The New Year’s Honours list gives due recognition to those who have excelled in sport, entertainment or public service, writes Rev Sydney Maitland. And yes, we are duly respectful of their honours and the public recognition of their success.
And yet, I wonder: we may admire success – but somehow failure seems to be more attractive. We can gloat that at least we did not fail that way. NOT US! But then there is also that delight is seeing someone come down, especially when that person has a public position. Not just come down to earth from whatever giddy heights of excellence they may have achieved, but into that place of public and ritual humiliation.
Look at the lurid reports of those accused of crimes – and the more graphic the better. ‘I may be a sinner but at least I am not a child abuser’ – says the fraudster. And the child abuser says, ‘I love children but at least I am not violent (at least, I don’t think so).’ And the robber: ‘At least I love my wife/partner and children.’ And so on and so on. There is always someone else whom we are free to despise, there is always someone whose lifestyle and choices are deemed to be worse than our own.
We may justify ourselves in our own minds, but in the eyes of the Lord? ‘All have sinned and come short of the glory of God.’ (Romans 3:23); ‘There is none that does good, no not one.’ (Psalm 53:3). Isaiah compares our righteousness with filthy rags in the sight of God (Isaiah 64:6).
And this is the point. When comparing ourselves with one another, we will always place ourselves in the best light. But this is irrelevant. It is the comparison with the holiness and glory of God that matters and here we fall short: badly. Yes, when we ask God to show us where we fall short, then He will hear us and show us and lead us into that place of laying aside the things that hold us back. And this can of course be costly. But it leads us away from setting our own standards of righteousness and towards accepting His, even and especially when we do not meet them.
But the gospel message of Jesus is very simple. Mark is especially succinct: Repent and believe the gospel. (Mark 1:15). The call is to recognise the shortcomings in our own lives and then respond in faith to Jesus’ call to set them aside and receive His life as He gives it. And not just once but daily. Certainly the first time is critical for this is where we first receive that sense of His forgiveness but it never stops there. It is an ongoing aspect of life. It becomes part of who we are and where we are going. And if the sin is repeated then the repentance must be repeated as well.
This way, we also have some sympathy with the sinner. While in the public arena, the accusation is proof of guilt, and the trial is only a technicality before sentence is passed, in the sight of God since all have sinned then all are invited to repentance and all are welcomed into it when they do. More joy in heaven over one sinner who repents than over all the others who need no repentance.
Now we do not need to feel smug when someone is caught out in crime or other unacceptable lifestyle or words or actions. We do not need to enjoy that schadenfreude when another is found wanting. In fact that kind of delight begins to feel sour, even revolting. There is that sense of disgust when we find a thrill of satisfaction that another person has been found out.

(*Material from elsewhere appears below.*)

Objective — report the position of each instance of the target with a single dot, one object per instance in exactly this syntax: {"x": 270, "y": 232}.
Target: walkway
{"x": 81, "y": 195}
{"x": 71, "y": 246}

Perhaps we might look again at the ‘Comfortable Words’ of the older liturgies – ‘Christ Jesus came into the world to save sinners’ and ‘If any man sin, we have an advocate with the Father, Jesus Christ the righteous: and He is the propitiation for our sins.’
I know that Ash Wednesday is on 5 March, but writing this before the electoral meeting for a new bishop, this is also for us a new point of departure.
Every blessing,
Sydney Maitland.
Then shall the Presbyter also say,
Hear what comfortable words our. Saviour Christ saith unto all that truly turn to him.
COME unto me all ye that labour and are heavy laden, and I will give you rest. St. Matthew 11. 28.
God so loved the world, that he gave his only-begotten Son, that whosoever believeth in him should not perish, but have everlasting life. St. John 3. 16.
Hear also what Saint Paul saith.
This is a faithful saying, and worthy of all acceptation, that Christ Jesus came into the world to save sinners. 1 Timothy 1. 15.
Hear also what Saint John saith.
If any man sin, we have an Advocate with the Father, Jesus Christ the righteous: and he is the propitiation for our sins. 1 St. John 2. 1, 2.